How i can show that group of order 250 is a solvable group ?
|G| = 2*(5^3)
But i count show that (5^3)/{e} is abelian group
Thanks
$\displaystyle P,$ the Sylow 5-subgroup of $\displaystyle G,$ is normal because $\displaystyle [G:P]=2$ and it's solvable because it's nilpotent. also $\displaystyle G/P$ is abelian and hence solvable. thus $\displaystyle G$ is solvable.
more generally and with the same argument we see that if $\displaystyle p < q$ are primes, then every group of order $\displaystyle pq^n, \ n \geq 0,$ is solvable.

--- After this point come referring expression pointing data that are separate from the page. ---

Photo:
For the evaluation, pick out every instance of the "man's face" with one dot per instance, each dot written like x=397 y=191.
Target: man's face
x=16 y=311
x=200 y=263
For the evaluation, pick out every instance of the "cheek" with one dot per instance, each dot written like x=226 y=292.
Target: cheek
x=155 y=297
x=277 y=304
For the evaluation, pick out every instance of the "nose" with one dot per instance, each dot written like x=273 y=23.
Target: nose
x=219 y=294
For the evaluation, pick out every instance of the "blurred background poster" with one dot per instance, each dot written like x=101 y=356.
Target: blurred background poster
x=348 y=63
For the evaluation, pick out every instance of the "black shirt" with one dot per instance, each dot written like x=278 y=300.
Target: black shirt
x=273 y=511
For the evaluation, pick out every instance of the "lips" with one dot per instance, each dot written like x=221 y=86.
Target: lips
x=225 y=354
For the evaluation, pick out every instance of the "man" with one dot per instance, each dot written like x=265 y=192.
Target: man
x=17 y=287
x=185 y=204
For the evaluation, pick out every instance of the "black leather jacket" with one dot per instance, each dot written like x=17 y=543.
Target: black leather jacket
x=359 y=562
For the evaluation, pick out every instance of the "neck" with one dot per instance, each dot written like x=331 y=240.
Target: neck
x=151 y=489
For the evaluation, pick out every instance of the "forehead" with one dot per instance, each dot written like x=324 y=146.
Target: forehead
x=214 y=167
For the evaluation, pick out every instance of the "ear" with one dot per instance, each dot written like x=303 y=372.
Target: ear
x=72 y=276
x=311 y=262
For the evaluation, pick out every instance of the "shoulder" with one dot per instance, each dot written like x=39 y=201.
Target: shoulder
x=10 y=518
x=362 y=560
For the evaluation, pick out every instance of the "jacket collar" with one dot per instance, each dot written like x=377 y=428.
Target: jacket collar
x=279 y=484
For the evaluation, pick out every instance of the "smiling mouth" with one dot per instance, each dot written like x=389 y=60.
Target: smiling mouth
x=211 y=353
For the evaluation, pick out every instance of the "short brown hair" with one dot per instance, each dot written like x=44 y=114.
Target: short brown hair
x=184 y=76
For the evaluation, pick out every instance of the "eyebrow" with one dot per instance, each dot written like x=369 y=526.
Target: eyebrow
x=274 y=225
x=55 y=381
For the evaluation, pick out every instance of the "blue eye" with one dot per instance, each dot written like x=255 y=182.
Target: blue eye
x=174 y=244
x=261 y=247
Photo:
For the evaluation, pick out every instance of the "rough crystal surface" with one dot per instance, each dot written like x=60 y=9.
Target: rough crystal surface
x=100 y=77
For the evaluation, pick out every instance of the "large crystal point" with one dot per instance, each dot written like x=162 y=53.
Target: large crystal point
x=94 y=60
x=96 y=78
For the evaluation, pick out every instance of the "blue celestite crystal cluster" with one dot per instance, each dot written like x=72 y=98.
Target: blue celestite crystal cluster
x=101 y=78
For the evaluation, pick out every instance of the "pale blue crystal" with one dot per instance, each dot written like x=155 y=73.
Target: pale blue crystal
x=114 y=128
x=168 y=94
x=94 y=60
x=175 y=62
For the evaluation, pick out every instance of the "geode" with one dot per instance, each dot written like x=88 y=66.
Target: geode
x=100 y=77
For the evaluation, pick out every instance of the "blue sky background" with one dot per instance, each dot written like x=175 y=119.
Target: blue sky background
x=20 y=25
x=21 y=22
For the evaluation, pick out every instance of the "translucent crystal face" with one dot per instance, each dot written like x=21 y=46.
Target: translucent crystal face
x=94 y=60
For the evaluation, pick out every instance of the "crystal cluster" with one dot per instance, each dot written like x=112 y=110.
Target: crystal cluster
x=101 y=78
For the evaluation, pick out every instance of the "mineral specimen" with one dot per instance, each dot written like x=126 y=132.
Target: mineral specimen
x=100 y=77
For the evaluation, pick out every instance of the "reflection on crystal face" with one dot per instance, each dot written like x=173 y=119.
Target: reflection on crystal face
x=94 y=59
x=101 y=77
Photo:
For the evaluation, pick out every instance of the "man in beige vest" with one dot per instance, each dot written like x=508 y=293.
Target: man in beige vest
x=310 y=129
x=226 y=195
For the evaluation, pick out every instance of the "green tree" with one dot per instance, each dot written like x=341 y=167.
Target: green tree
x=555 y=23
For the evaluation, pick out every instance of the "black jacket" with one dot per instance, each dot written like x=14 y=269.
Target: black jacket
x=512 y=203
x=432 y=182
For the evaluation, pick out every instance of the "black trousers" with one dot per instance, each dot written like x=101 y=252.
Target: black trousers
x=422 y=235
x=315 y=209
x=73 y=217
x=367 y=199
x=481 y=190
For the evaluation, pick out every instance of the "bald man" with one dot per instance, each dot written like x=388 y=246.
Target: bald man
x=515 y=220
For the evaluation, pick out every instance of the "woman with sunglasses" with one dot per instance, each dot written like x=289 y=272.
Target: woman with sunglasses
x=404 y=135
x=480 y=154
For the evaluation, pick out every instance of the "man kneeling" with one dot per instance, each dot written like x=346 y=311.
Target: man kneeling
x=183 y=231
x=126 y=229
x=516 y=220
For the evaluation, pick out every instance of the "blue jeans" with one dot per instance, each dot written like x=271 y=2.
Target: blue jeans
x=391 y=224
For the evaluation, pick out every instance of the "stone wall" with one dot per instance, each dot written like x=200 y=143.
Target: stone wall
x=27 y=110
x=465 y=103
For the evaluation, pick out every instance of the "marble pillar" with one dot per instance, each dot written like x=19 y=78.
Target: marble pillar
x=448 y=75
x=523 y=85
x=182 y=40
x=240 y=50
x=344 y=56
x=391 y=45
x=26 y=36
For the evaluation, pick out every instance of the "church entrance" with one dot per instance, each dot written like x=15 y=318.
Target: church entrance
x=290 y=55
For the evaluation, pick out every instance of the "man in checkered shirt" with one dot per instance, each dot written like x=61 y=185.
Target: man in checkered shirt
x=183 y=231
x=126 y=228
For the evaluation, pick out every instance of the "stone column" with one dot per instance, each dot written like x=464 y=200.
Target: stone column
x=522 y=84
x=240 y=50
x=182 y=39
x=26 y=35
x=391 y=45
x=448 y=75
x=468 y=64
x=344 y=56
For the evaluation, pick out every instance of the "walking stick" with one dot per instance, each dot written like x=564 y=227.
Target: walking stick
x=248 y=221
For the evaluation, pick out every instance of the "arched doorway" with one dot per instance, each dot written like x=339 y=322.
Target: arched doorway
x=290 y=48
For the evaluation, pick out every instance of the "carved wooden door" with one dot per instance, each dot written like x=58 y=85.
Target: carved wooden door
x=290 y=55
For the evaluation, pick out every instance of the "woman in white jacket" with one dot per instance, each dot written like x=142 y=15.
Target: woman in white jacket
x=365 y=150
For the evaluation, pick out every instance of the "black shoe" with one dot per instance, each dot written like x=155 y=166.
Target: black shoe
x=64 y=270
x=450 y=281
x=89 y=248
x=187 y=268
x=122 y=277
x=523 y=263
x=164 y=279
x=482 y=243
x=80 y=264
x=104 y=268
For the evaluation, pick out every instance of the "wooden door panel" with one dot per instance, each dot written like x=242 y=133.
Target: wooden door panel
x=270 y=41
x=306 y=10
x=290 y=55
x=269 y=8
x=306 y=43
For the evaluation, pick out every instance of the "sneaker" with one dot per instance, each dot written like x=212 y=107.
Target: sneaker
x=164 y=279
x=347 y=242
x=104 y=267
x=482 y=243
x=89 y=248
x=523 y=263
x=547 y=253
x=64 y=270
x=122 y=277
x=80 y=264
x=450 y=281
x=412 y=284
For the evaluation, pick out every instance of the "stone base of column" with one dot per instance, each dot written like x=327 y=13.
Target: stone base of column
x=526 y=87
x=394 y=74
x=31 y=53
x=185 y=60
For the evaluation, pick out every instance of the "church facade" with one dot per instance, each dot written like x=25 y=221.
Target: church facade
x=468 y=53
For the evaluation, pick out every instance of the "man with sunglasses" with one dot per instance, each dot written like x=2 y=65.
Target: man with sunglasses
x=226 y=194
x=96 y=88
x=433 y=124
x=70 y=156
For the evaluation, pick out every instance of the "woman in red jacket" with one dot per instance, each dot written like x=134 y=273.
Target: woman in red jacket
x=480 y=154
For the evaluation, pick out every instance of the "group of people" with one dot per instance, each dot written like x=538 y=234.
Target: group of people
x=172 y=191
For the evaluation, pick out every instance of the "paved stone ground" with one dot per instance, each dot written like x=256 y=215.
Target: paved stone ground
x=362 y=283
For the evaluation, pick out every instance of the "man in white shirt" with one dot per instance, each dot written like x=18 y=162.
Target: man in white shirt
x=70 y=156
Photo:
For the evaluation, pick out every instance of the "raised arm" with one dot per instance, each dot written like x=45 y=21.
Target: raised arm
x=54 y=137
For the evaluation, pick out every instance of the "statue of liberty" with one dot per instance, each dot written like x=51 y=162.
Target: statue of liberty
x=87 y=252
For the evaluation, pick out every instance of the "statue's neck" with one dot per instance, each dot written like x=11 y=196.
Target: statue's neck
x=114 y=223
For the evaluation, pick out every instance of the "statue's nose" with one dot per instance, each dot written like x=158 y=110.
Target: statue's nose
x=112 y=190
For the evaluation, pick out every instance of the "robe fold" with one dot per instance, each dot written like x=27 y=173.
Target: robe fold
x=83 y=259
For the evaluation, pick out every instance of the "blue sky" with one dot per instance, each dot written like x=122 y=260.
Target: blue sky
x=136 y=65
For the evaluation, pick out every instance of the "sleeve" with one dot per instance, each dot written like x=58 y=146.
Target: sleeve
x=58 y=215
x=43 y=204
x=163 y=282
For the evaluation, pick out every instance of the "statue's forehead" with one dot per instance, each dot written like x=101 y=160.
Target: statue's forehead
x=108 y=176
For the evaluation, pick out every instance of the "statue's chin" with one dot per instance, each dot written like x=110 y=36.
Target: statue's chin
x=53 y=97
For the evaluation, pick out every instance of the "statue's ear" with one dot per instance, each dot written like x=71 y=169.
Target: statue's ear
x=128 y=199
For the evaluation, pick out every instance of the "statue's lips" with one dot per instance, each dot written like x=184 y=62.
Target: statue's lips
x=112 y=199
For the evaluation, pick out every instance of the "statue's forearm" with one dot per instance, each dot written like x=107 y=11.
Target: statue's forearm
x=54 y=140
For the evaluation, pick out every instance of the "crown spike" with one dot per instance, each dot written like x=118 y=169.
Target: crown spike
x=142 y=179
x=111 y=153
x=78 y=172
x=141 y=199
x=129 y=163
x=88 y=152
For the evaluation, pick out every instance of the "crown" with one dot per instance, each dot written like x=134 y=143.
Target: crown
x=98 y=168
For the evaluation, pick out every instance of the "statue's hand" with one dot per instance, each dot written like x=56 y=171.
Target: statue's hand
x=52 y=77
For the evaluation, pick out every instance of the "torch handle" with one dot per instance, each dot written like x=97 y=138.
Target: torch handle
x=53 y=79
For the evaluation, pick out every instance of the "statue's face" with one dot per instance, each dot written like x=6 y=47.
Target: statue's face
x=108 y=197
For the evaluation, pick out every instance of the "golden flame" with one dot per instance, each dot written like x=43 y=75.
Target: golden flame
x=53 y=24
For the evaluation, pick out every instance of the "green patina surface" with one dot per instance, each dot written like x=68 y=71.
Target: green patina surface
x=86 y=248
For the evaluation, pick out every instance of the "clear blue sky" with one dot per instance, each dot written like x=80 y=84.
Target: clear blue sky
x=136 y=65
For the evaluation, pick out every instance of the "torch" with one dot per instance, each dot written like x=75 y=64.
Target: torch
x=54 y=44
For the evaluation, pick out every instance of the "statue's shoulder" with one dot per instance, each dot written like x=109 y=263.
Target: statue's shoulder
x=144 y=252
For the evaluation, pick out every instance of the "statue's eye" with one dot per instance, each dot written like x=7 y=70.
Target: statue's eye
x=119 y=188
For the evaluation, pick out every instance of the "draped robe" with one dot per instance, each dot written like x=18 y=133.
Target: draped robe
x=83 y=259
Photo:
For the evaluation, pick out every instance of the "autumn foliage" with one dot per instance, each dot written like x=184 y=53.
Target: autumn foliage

a more direct method: again let $\displaystyle P$ be the Sylow 5-subgroup of $\displaystyle G.$ we know that $\displaystyle P$ contains subgroups $\displaystyle P_1 \subset P_2$ such that $\displaystyle |P_1|=5, \ |P_2|=5^2.$ now look at this subnormal series:
$\displaystyle (1) \lhd P_1 \lhd P_2 \lhd P \lhd G.$
Let $\displaystyle |P_1| = 5^2, |P_2| = 5^3 $ then $\displaystyle [P_2:P_1] = 5$ thus $\displaystyle P_2/P_1$ is abelian. A group of p-order is cyclicCode:How do you know that 5^2 is normal in 5^3 ?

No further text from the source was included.